A iniciativa ganha força em um momento de forte pressão sobre as montadoras japonesas em mercados estratégicos. Na China, as vendas da Toyota recuaram 17% no primeiro semestre deste ano, enquanto a Honda registrou queda de 35%. O avanço dos carros elétricos chineses também ameaça a participação das marcas tradicionais no Sudeste Asiático e na Austrália.

A China já ultrapassou o Japão como o maior exportador mundial de automóveis.

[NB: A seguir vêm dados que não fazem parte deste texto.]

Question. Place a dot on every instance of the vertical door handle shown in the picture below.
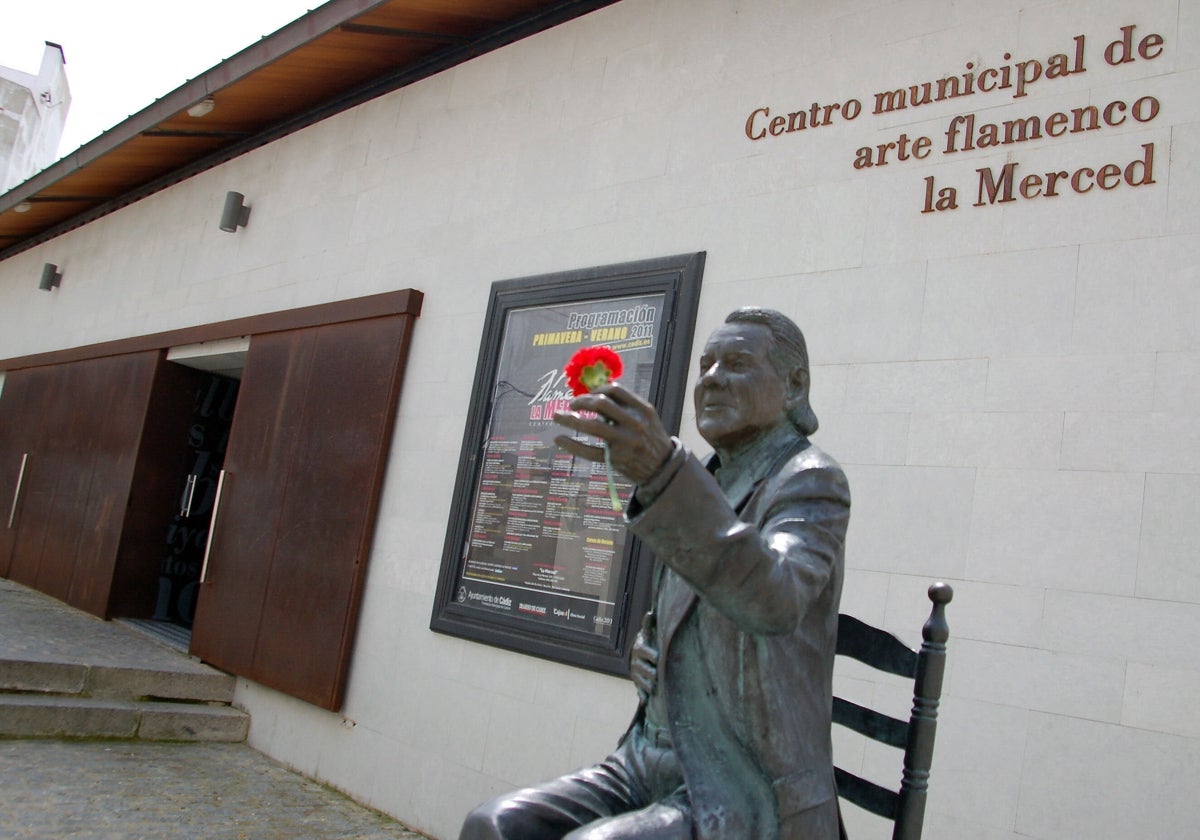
(213, 526)
(185, 507)
(16, 492)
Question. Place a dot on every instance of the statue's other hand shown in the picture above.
(643, 666)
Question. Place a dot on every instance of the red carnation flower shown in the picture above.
(592, 367)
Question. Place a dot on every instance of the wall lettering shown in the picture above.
(970, 131)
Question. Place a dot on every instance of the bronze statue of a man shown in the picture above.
(733, 664)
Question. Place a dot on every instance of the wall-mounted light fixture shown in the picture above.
(51, 277)
(235, 213)
(202, 108)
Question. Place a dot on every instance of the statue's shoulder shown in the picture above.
(811, 466)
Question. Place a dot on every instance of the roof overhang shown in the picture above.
(334, 58)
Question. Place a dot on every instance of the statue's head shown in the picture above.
(754, 373)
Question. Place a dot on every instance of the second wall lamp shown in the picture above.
(235, 213)
(51, 277)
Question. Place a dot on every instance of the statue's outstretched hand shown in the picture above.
(637, 442)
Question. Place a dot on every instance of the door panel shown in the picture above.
(258, 460)
(81, 424)
(324, 529)
(303, 474)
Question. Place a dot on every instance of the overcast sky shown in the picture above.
(124, 54)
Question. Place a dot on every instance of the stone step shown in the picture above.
(37, 715)
(190, 682)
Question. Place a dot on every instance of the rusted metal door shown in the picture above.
(292, 528)
(69, 443)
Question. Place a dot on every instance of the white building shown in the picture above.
(984, 216)
(33, 112)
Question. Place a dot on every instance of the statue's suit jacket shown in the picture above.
(747, 624)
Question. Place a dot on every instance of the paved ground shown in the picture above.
(151, 791)
(129, 790)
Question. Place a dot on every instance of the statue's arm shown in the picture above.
(763, 575)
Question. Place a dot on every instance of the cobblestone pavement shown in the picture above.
(119, 790)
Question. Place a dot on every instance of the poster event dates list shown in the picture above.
(544, 543)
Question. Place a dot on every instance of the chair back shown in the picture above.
(882, 651)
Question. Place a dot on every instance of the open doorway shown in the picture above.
(195, 456)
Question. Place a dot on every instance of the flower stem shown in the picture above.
(612, 486)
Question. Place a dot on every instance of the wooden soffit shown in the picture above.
(334, 58)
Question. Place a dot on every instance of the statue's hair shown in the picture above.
(789, 352)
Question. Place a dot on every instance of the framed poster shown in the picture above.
(535, 557)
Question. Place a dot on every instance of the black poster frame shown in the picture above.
(675, 279)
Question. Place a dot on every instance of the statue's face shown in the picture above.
(738, 395)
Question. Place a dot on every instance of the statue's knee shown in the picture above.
(481, 823)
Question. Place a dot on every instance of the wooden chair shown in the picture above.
(885, 652)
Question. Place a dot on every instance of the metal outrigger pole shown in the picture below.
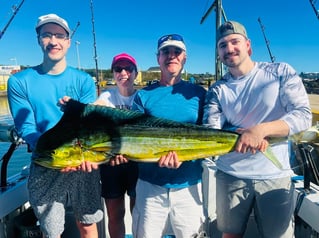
(217, 5)
(95, 52)
(15, 11)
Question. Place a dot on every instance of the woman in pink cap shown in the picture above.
(119, 179)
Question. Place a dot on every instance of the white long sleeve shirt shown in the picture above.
(270, 91)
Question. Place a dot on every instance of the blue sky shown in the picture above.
(291, 27)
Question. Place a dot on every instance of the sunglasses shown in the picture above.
(169, 37)
(49, 35)
(118, 69)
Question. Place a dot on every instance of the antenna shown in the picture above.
(15, 11)
(95, 53)
(313, 2)
(272, 58)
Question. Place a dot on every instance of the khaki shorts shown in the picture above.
(271, 202)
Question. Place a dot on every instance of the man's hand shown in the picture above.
(117, 160)
(251, 140)
(170, 161)
(85, 166)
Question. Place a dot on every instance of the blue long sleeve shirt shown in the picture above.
(33, 98)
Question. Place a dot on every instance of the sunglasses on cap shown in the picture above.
(118, 69)
(169, 37)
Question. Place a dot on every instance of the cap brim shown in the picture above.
(174, 43)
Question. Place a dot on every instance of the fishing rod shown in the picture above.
(272, 58)
(15, 11)
(95, 52)
(76, 27)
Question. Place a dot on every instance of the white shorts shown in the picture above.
(158, 210)
(271, 201)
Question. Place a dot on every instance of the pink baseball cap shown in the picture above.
(124, 57)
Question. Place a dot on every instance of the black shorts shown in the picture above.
(119, 179)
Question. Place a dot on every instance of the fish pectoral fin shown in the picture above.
(272, 157)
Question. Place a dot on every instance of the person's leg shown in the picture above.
(234, 202)
(150, 213)
(85, 199)
(116, 212)
(187, 211)
(48, 197)
(274, 203)
(87, 230)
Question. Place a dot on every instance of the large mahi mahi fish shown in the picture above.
(96, 133)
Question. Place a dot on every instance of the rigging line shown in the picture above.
(272, 58)
(313, 2)
(15, 11)
(95, 52)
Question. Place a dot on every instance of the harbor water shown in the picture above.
(20, 157)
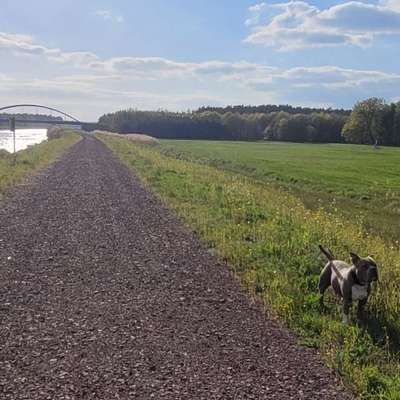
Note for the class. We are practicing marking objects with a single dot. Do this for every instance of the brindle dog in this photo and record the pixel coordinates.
(350, 282)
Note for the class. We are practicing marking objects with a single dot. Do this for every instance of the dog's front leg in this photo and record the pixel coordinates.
(360, 311)
(346, 311)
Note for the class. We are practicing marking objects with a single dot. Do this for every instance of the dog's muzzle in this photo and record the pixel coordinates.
(373, 275)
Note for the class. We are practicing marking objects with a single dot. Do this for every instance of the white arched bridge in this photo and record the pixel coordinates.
(34, 119)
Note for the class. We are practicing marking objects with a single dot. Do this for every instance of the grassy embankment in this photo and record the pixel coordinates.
(351, 179)
(32, 159)
(270, 240)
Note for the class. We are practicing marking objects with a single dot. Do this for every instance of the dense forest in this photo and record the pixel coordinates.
(277, 125)
(371, 121)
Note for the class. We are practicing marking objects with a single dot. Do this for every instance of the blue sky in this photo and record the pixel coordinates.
(98, 56)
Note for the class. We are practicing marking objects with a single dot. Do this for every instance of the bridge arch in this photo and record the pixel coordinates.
(40, 106)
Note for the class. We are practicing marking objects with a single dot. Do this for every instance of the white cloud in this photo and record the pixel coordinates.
(297, 24)
(109, 16)
(391, 4)
(88, 85)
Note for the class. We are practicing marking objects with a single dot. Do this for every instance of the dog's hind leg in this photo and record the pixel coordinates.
(324, 283)
(360, 312)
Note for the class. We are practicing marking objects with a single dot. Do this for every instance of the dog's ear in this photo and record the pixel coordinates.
(354, 258)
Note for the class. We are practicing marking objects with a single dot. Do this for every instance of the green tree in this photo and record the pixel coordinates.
(365, 124)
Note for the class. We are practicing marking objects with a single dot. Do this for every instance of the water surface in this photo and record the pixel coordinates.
(24, 138)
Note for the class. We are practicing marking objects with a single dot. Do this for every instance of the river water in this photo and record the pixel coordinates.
(24, 138)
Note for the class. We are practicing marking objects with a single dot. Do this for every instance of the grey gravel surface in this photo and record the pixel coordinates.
(104, 295)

Apesar de manter uma posição forte na Europa e em outros mercados, a Toyota enfrenta um cenário mais difícil no país asiático, onde as fabricantes locais ampliaram sua presença com modelos elétricos de preços mais competitivos.
Para reagir, Koji Sato, CEO da Toyota e presidente da Associação Japonesa de Fabricantes de Automóveis, defende a criação de padrões comuns para componentes utilizados pelas principais marcas do país. A ideia é estabelecer um “padrão japonês” que também possa ser adotado por fornecedores de diferentes partes do mundo.

Entre os itens que poderiam seguir especificações comuns estão aço, plásticos e chicotes elétricos. Segundo Sato, os fornecedores produzem atualmente 70.000 variações diferentes de chicotes. Reduzir essa quantidade simplificaria a produção e diminuiria os custos industriais para as fabricantes.
A economia obtida com a padronização seria destinada a áreas mais relevantes para quem compra um carro atualmente. Entre elas estão softwares, sistemas de carregamento ultrarrápido e uma oferta mais ampla de opções de propulsão.

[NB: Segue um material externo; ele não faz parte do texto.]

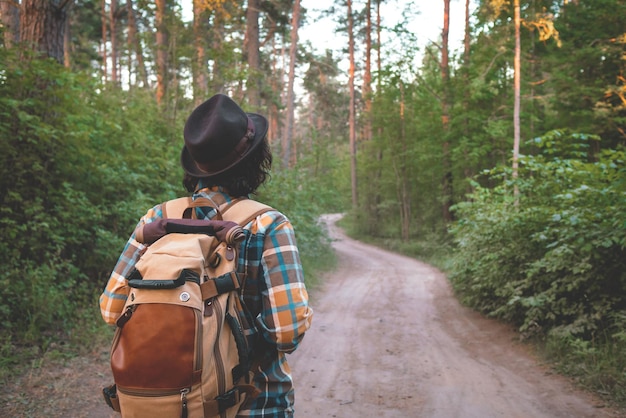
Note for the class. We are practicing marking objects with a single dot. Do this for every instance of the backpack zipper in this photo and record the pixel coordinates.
(219, 364)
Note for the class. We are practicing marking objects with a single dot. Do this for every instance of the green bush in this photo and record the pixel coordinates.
(78, 166)
(552, 259)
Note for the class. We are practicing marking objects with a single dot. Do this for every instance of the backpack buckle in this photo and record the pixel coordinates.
(228, 400)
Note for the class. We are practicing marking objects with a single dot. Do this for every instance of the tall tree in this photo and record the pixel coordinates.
(367, 71)
(199, 70)
(517, 68)
(113, 30)
(445, 113)
(352, 110)
(105, 38)
(10, 19)
(42, 26)
(161, 50)
(293, 49)
(252, 45)
(134, 44)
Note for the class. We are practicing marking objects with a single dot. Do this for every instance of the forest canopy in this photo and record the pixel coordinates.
(504, 157)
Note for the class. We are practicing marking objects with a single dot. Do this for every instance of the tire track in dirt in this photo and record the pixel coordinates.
(390, 340)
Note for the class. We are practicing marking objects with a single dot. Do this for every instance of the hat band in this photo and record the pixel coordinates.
(236, 154)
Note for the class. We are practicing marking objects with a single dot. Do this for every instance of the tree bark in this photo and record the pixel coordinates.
(252, 53)
(445, 116)
(161, 51)
(67, 45)
(42, 26)
(352, 110)
(135, 45)
(113, 30)
(200, 87)
(288, 136)
(103, 44)
(517, 93)
(367, 73)
(10, 18)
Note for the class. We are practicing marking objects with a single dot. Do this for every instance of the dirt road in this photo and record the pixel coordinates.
(390, 340)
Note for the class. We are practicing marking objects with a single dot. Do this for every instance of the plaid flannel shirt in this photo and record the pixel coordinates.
(274, 294)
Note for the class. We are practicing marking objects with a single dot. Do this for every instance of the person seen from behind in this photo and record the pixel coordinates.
(226, 156)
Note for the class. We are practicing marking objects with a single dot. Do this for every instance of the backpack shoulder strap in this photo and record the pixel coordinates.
(244, 210)
(174, 209)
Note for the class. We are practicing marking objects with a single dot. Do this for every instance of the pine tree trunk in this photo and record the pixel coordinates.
(200, 88)
(445, 116)
(352, 115)
(161, 51)
(10, 20)
(517, 88)
(103, 43)
(113, 29)
(288, 136)
(135, 45)
(367, 74)
(252, 52)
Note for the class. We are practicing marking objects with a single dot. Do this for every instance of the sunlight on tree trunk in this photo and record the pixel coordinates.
(445, 114)
(517, 104)
(200, 86)
(352, 116)
(10, 18)
(367, 74)
(252, 54)
(103, 44)
(112, 26)
(161, 51)
(288, 136)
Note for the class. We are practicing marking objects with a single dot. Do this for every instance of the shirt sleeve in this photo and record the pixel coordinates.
(113, 298)
(286, 314)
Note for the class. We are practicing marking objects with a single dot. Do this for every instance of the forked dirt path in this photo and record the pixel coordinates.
(390, 340)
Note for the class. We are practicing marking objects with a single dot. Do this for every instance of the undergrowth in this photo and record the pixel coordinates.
(598, 366)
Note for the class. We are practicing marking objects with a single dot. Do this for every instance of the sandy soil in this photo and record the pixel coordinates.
(388, 340)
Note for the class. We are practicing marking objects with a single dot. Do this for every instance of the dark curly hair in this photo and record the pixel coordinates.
(242, 179)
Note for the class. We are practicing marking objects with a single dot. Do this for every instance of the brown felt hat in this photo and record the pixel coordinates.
(218, 135)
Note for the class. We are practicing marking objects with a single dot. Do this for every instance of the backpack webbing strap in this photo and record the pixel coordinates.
(220, 285)
(242, 211)
(174, 209)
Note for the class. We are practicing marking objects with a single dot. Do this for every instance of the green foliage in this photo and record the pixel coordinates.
(77, 167)
(79, 164)
(554, 257)
(302, 198)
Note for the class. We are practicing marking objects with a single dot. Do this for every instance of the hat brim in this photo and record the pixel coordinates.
(260, 130)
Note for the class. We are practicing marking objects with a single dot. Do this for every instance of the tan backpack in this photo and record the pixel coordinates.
(179, 349)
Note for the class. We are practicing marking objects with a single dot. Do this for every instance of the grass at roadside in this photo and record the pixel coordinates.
(597, 366)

O compartilhamento de componentes já é uma prática comum na indústria. O Grupo Volkswagen, por exemplo, utiliza a plataforma MQB em diferentes modelos e marcas, enquanto projetos desenvolvidos em conjunto resultaram em carros como BMW Z4 e Toyota Supra.
Outro caso é o Fiat 124 Spider, desenvolvido a partir de uma parceria com a Mazda e baseado no MX-5. A diferença é que a proposta defendida por Sato ampliaria esse conceito para componentes utilizados por diversas fabricantes japonesas, em vez de concentrá-lo em projetos específicos.

Durante uma reunião anual com fornecedores da Toyota, Sato resumiu a urgência da situação ao afirmar que as fabricantes japonesas precisam mudar para continuar competitivas. “Se as coisas não mudarem, não sobreviveremos”, declarou.
O executivo evitou citar diretamente as montadoras chinesas, preferindo tratar o desafio como uma questão de competitividade internacional. Para ele, a cooperação entre empresas que tradicionalmente disputam o mesmo mercado pode ser a saída para enfrentar as transformações que atingem toda a indústria automotiva.